I intend, whenever I paint, to learn something about painting. The act of painting, in and of itself, is complex enough to hold my attention until I am beyond exhaustion. Realism gives me a goal-a direction in which to take the painting-and frees me from pretense of concept aside from simply looking and trying to reproduce, as well as frees me from the frustration that often results with a preconceived idea of what the painting should specifically look like. Often, my paintings will come out the opposite of what I expected, or intended. This is fine, and even something to enjoy. Fairfield Porter said in correspondence that painting was neither emotional nor cerebral. (Spike, p. 8) Instead, it exists as a sort of meditation on vision, our primary sense to understand the physical world. At the most basic level, this is what I intend my paintings to be.

 Annotated Bibliography


1) Nash, Steven A., with Adam Gopnik. Wayne Thiebaud: A Paintings Retrospective. 216 pages. New York. Thames and Hudson, Inc. 2000.

This is the catalogue from a traveling Thiebaud retrospective that was at the Phillips Collection in Washington, DC in April of 2001. The catalogue includes works from very early in his career, in the 1950s, through the year 2000. Biography and essays on Thiebaud's paintings are also included.

2) Sandler, Irving. Alex Katz: A Retrospective. 200 pages. New York. Harry N. Abrams, Inc. 1998.

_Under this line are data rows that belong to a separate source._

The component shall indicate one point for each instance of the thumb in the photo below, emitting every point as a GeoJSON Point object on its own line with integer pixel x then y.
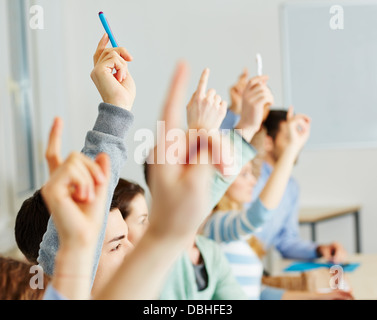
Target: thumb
{"type": "Point", "coordinates": [290, 113]}
{"type": "Point", "coordinates": [103, 162]}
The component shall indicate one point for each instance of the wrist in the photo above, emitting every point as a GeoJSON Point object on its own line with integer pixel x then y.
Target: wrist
{"type": "Point", "coordinates": [235, 109]}
{"type": "Point", "coordinates": [318, 252]}
{"type": "Point", "coordinates": [170, 239]}
{"type": "Point", "coordinates": [247, 131]}
{"type": "Point", "coordinates": [119, 104]}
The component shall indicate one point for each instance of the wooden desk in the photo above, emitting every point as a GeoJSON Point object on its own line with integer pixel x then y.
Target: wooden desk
{"type": "Point", "coordinates": [313, 215]}
{"type": "Point", "coordinates": [363, 280]}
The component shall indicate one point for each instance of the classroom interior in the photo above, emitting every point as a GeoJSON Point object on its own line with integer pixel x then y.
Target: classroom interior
{"type": "Point", "coordinates": [46, 57]}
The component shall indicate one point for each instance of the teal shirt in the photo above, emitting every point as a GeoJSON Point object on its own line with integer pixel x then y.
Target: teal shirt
{"type": "Point", "coordinates": [222, 285]}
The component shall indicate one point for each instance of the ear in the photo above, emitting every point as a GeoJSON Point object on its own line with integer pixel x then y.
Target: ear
{"type": "Point", "coordinates": [268, 144]}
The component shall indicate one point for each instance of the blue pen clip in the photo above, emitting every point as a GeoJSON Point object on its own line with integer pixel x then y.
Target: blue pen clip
{"type": "Point", "coordinates": [108, 29]}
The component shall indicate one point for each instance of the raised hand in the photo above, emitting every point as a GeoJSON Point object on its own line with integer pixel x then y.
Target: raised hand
{"type": "Point", "coordinates": [298, 128]}
{"type": "Point", "coordinates": [76, 193]}
{"type": "Point", "coordinates": [236, 92]}
{"type": "Point", "coordinates": [119, 88]}
{"type": "Point", "coordinates": [205, 110]}
{"type": "Point", "coordinates": [256, 101]}
{"type": "Point", "coordinates": [180, 190]}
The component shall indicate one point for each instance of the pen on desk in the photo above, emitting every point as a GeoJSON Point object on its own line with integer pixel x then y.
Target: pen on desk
{"type": "Point", "coordinates": [259, 65]}
{"type": "Point", "coordinates": [106, 25]}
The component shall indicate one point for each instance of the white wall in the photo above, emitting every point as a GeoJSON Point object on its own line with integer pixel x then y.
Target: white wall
{"type": "Point", "coordinates": [223, 35]}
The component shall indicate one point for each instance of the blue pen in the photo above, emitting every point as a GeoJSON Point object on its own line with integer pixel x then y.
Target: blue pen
{"type": "Point", "coordinates": [108, 29]}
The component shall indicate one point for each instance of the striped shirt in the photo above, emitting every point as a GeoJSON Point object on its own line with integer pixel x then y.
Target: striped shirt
{"type": "Point", "coordinates": [231, 229]}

This is the catalogue published in conjunction with a 1998 retrospective of Katz' paintings. Again, the catalogue includes works from the painter's early career, beginning in the 1950s, and continues to pieces from 1997. The essay is interspersed throughout the plates, and discusses Katz as he relates to other New York painters, including his early move away from Abstract Expressionism through his influence on younger painters such as Elizabeth Peyton.

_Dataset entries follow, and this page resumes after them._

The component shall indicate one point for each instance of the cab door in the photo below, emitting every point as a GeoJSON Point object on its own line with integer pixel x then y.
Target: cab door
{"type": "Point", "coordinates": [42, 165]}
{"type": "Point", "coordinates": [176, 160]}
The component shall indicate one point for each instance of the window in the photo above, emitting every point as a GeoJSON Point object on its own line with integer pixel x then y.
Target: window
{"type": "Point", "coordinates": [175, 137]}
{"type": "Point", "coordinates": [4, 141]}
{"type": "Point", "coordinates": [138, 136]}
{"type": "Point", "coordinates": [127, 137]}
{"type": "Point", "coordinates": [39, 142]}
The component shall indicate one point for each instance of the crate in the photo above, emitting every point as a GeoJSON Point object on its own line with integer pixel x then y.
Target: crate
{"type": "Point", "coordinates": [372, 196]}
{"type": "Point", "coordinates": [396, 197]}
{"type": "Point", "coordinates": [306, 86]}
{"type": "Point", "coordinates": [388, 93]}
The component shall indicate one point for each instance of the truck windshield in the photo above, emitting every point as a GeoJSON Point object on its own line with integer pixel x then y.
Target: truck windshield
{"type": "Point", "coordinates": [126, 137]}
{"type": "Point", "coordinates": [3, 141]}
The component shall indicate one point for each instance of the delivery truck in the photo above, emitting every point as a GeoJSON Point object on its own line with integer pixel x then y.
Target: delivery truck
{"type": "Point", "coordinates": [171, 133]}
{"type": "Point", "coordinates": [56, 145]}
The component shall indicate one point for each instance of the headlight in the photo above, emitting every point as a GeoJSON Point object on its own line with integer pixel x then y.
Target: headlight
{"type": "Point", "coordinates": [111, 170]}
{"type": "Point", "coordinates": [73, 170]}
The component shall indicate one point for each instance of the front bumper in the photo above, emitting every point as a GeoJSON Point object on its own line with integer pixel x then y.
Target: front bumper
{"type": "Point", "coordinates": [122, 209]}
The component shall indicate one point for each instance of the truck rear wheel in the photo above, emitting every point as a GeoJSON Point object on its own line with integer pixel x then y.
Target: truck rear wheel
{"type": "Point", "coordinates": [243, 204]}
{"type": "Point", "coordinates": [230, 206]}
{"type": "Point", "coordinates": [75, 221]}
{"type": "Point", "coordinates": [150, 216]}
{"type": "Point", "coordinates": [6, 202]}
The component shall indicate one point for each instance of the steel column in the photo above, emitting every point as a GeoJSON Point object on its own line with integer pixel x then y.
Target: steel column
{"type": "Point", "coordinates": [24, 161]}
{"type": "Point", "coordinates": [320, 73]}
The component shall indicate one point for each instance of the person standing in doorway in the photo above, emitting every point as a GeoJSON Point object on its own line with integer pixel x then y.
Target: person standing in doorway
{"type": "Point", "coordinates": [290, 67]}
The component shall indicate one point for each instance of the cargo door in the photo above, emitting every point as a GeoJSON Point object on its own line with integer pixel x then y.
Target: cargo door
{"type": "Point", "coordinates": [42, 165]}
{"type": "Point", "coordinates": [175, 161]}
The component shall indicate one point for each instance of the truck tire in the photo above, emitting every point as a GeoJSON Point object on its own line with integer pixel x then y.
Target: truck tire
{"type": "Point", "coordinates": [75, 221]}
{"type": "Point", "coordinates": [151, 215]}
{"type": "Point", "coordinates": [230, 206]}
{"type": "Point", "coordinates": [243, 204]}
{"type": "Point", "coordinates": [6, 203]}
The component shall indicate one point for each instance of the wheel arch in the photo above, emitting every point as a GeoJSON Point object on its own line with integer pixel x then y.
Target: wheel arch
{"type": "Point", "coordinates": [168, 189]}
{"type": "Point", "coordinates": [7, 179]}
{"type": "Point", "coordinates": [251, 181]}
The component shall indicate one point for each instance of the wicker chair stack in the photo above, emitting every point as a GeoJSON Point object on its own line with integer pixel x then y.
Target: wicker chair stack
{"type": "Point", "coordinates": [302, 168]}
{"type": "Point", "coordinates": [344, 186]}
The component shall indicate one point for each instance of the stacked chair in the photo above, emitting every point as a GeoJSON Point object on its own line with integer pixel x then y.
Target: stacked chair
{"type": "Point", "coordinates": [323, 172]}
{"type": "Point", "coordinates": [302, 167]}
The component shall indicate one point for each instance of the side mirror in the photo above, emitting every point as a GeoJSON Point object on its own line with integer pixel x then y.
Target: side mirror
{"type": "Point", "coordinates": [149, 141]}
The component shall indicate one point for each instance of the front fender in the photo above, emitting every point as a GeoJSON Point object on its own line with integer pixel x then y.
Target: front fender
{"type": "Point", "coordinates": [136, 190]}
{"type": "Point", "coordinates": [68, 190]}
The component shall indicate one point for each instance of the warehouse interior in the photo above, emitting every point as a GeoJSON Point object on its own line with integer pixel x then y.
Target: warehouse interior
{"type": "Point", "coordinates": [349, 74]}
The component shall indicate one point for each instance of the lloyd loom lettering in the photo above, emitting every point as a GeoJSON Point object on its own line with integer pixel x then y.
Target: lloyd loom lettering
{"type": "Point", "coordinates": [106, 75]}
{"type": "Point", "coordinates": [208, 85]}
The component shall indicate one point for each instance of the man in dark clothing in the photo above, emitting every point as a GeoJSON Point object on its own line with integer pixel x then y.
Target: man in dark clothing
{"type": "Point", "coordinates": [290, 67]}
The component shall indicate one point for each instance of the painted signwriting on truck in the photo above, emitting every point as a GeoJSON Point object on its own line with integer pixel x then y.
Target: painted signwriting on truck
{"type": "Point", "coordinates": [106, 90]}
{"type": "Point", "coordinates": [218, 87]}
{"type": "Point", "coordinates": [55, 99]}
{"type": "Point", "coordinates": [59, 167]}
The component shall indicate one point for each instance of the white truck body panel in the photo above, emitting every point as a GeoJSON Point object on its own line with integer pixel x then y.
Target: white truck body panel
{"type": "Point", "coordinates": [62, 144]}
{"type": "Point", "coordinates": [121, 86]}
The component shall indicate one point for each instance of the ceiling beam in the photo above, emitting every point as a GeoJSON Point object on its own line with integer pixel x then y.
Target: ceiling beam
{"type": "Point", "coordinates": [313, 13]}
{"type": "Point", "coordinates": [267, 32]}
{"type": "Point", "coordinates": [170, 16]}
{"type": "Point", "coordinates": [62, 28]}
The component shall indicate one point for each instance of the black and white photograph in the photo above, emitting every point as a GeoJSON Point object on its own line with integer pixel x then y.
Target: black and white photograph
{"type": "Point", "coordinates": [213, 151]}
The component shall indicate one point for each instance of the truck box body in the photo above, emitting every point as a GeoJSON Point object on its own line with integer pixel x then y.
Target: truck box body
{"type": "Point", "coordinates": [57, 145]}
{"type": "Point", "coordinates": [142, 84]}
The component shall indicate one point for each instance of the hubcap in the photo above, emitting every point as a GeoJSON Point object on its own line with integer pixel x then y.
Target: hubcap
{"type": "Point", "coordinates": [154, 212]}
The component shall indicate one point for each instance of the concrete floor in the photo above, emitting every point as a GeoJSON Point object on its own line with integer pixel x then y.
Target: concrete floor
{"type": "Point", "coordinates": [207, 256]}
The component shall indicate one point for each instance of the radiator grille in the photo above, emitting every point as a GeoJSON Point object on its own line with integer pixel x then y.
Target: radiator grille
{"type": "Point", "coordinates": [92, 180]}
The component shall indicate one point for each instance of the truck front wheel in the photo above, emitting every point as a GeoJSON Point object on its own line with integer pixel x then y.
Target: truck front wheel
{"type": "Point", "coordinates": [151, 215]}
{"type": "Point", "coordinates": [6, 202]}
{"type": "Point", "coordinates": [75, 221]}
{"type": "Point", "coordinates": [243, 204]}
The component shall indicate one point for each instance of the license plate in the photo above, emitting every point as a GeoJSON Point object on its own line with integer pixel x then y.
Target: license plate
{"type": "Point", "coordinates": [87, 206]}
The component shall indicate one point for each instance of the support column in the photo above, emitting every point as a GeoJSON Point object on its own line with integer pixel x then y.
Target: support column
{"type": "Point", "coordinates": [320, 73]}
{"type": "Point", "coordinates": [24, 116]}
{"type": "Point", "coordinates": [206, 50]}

3) Spike, John T., Fairfield Porter: An American Classic. 320 pages. New York. Harry N. Abrams, Inc. 1992.

A biography of Fairfield Porter, and collection of his paintings. The biography is written largely from primary sources, and includes numerous quotes regarding his work, his relationship to other artists, and his personal life. The author uses the narrative of his life to discuss the evolution of his painting and criticism.